Kernel Conditional Independence (KCI) Test

The Kernel Conditional Independence (KCI) test is a non-parametric method for assessing conditional independence. Unlike regression-based tests that assume linear relationships, KCI can capture complex, non-linear dependencies between variables without making strong distributional assumptions. This makes it a powerful tool for causal discovery and feature selection in complex systems. This implementation is a wrapper around the KCI test provided in the causal-learn library.

Mathematical Formulation

The KCI test is built upon the Hilbert-Schmidt Independence Criterion (HSIC), a measure of dependence between two variables, X and Y (Gretton et al., 2005). HSIC operates by mapping the data into a high-dimensional feature space, known as a Reproducing Kernel Hilbert Space (RKHS), and then computing the Hilbert-Schmidt norm of the cross-covariance operator between them. In this space, even complex dependencies can manifest as linear correlations. The key property is that HSIC is zero if and only if the variables are independent (for a universal kernel, like the Gaussian RBF).
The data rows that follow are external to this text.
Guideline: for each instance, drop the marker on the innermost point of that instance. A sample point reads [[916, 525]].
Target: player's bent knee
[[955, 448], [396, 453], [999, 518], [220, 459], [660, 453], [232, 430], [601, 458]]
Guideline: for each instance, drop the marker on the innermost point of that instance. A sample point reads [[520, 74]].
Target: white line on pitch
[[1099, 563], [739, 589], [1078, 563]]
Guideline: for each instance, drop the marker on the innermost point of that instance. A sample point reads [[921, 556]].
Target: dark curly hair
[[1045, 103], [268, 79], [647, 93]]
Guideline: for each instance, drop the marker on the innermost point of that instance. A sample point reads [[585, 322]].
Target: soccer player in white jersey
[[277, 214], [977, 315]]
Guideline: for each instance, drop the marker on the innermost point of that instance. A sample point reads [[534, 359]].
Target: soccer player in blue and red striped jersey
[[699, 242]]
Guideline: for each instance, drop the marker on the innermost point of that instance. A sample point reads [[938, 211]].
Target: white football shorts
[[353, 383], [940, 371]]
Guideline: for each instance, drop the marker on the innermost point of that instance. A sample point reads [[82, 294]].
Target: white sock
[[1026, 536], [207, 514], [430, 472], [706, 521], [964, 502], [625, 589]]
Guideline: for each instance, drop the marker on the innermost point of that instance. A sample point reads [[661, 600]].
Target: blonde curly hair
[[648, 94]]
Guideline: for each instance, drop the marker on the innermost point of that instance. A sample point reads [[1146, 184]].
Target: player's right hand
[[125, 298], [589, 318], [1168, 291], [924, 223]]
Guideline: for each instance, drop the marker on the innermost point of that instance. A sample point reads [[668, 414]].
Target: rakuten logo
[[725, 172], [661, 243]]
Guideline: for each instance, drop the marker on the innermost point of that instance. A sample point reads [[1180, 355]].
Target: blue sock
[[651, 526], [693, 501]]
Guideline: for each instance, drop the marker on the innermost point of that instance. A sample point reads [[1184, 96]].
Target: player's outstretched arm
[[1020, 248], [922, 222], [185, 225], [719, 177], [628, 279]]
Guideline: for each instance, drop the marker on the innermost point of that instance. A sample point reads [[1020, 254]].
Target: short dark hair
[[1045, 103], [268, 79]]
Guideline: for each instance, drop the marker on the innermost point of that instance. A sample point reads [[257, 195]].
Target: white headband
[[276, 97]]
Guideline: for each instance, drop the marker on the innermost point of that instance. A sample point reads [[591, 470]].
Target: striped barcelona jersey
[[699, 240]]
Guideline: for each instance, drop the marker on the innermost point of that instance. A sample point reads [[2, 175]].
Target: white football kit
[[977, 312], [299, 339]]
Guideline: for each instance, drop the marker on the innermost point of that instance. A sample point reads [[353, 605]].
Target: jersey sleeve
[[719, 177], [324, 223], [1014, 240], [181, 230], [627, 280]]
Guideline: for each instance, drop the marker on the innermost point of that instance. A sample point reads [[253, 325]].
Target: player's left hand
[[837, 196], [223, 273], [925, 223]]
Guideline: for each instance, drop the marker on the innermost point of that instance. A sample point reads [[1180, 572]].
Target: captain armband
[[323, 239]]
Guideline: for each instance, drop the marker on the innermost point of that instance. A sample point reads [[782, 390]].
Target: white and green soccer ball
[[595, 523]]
The KCI test extends this principle to the conditional case (\(X \perp Y | Z\)). It tests for independence by essentially performing a regression in the RKHS and then testing whether the residuals are independent. The final test statistic is derived from the normalized HSIC, and its distribution under the null hypothesis of conditional independence has been derived, allowing for the calculation of a p-value (Zhang et al., 2011).

Properties and Assumptions

  • Non-parametric: The test does not assume linearity, normality, or any specific data distribution.

  • Kernel Choice: Its performance can be influenced by the choice of kernel function (e.g., Gaussian, Polynomial). While default kernels often perform well, the selection is an important parameter.

  • Computational Cost: KCI is more computationally intensive than linear tests, with a complexity that is at least quadratic in the sample size. This can make it slow for very large datasets.

Code Example

import numpy as np
from citk.tests import KCI

# Generate data with a non-linear relationship: X -> Z -> Y
n = 500
X = np.random.randn(n)
Z = np.cos(X) + np.random.randn(n) * 0.1
Y = Z**2 + np.random.randn(n) * 0.1
data = np.vstack([X, Y, Z]).T

# Initialize the test
kci_test = KCI(data)

# Test for unconditional independence (should be dependent)
p_unconditional = kci_test(0, 1)
print(f"P-value (unconditional) for X _||_ Y: {p_unconditional:.4f}")

# Test for conditional independence given Z (should be independent)
p_conditional = kci_test(0, 1, [2])
print(f"P-value (conditional) for X _||_ Y | Z: {p_conditional:.4f}")

API Reference

For a full list of parameters, see the API documentation: :class:citk.tests.ml_based_tests.KCI.

References

  • Gretton, A., Bousquet, O., Smola, A., & Schölkopf, B. (2005). Measuring Statistical Dependence with Hilbert-Schmidt Norms. In Proceedings of the 16th International Conference on Algorithmic Learning Theory (ALT 2005).

  • Zhang, K., Peters, J., Janzing, D., & Schölkopf, B. (2011). Kernel-based conditional independence test and application in causal discovery. In Proceedings of the Twenty-Seventh Conference on Uncertainty in Artificial Intelligence (UAI 2011).